Sign-in page remains after callback
The SDK initializes asynchronously, so you must manually parse the access_token from the URL hash when the DOMContentLoaded event occurs. Do not rely solely on supabase.auth.getSession() to handle the callback.
Sign-in failed: No such SSO provider
Check whether the
providerIdin your frontend code matches the ID that was returned during registration.Perform a hard refresh of your browser (Cmd+Shift+R or Ctrl+Shift+R) to clear the cache.
Sign-in failed: Failed to fetch
Check your network connection to the Supabase project.

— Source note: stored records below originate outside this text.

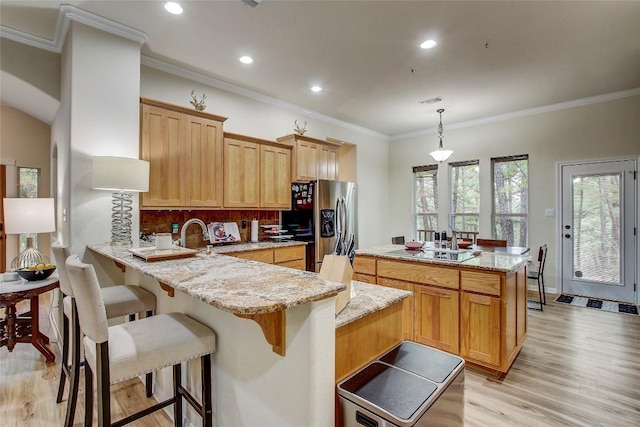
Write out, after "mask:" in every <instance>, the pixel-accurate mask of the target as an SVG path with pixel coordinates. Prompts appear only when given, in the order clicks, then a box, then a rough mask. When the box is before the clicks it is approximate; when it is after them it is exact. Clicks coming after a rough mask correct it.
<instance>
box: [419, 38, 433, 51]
mask: <svg viewBox="0 0 640 427" xmlns="http://www.w3.org/2000/svg"><path fill="white" fill-rule="evenodd" d="M436 44H437V43H436V41H435V40H425V41H423V42H422V44H421V45H420V47H421V48H423V49H431V48H432V47H435V45H436Z"/></svg>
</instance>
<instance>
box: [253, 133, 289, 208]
mask: <svg viewBox="0 0 640 427" xmlns="http://www.w3.org/2000/svg"><path fill="white" fill-rule="evenodd" d="M260 207H263V208H273V209H287V210H288V209H291V148H289V147H286V148H283V147H275V146H272V145H261V146H260Z"/></svg>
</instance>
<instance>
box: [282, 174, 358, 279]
mask: <svg viewBox="0 0 640 427" xmlns="http://www.w3.org/2000/svg"><path fill="white" fill-rule="evenodd" d="M291 196H292V197H291V201H292V202H291V203H292V207H291V211H285V212H283V213H282V224H283V227H285V228H286V229H288V230H290V232H291V233H292V234H293V235H294V239H295V240H301V241H306V242H307V270H309V271H316V272H317V271H320V267H321V266H322V259H323V257H324V255H328V254H334V253H335V254H338V255H347V256H349V257H350V258H351V260H352V261H353V255H354V251H355V249H357V248H358V217H357V205H358V194H357V187H356V184H355V183H353V182H342V181H328V180H322V179H320V180H317V181H311V182H294V183H292V184H291Z"/></svg>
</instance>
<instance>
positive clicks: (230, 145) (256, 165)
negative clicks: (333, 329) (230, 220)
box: [224, 138, 260, 208]
mask: <svg viewBox="0 0 640 427" xmlns="http://www.w3.org/2000/svg"><path fill="white" fill-rule="evenodd" d="M259 177H260V146H259V145H258V144H256V143H254V142H248V141H240V140H236V139H229V138H225V140H224V206H225V207H227V208H257V207H259V206H260V200H259V197H260V194H259V193H260V181H259Z"/></svg>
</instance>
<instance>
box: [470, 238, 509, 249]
mask: <svg viewBox="0 0 640 427" xmlns="http://www.w3.org/2000/svg"><path fill="white" fill-rule="evenodd" d="M476 245H478V246H497V247H499V248H506V247H507V241H506V240H495V239H480V238H478V239H476Z"/></svg>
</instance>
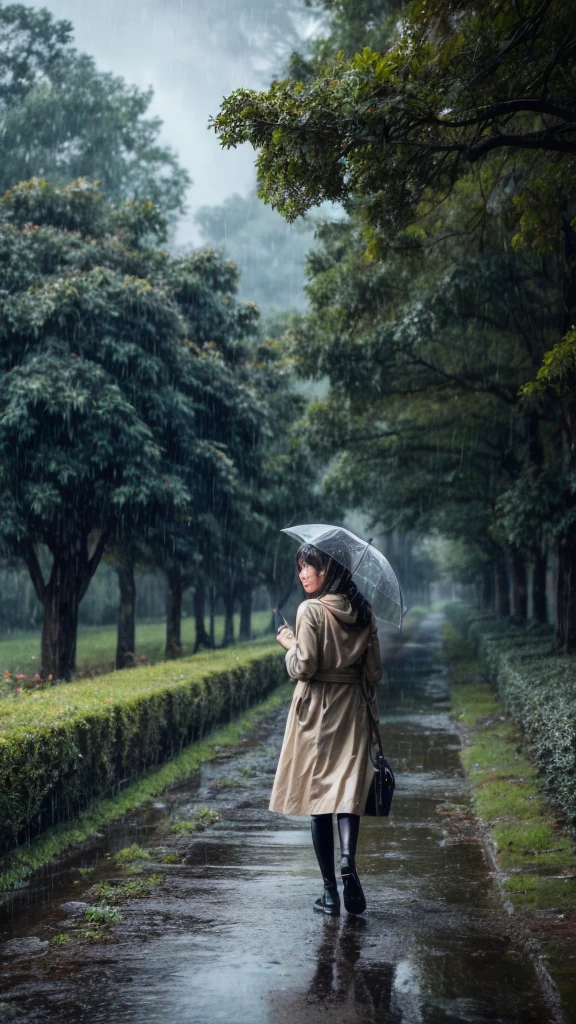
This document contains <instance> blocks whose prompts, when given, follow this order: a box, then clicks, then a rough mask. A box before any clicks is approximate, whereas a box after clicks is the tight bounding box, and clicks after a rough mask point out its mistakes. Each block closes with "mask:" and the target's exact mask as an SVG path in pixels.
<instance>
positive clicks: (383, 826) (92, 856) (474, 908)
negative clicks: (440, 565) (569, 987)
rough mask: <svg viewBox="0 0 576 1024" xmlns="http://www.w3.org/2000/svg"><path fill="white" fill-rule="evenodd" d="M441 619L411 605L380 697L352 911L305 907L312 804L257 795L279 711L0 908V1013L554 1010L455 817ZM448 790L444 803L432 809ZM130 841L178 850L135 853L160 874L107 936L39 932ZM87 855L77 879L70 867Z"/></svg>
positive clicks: (381, 1012)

Run a test command in the browser console to verify connectivity.
Incorrect redirect after sign-in
Explicitly specify the frontend URL in the options.redirectTo parameter of the signInWithSSO() function. This parameter overrides the instance's default Site URL.
SAML RelayState has expired
The SSO sign-in URL is time-sensitive and typically expires in a few minutes. Call signInWithSSO() for each new sign-in attempt. Do not reuse an old sign-in URL.
Auth0 error: invalid_request
Check that Allowed Callback URLs in your Auth0 settings includes your frontend domain, and that the Application Callback URL is set to the Supabase ACS URL.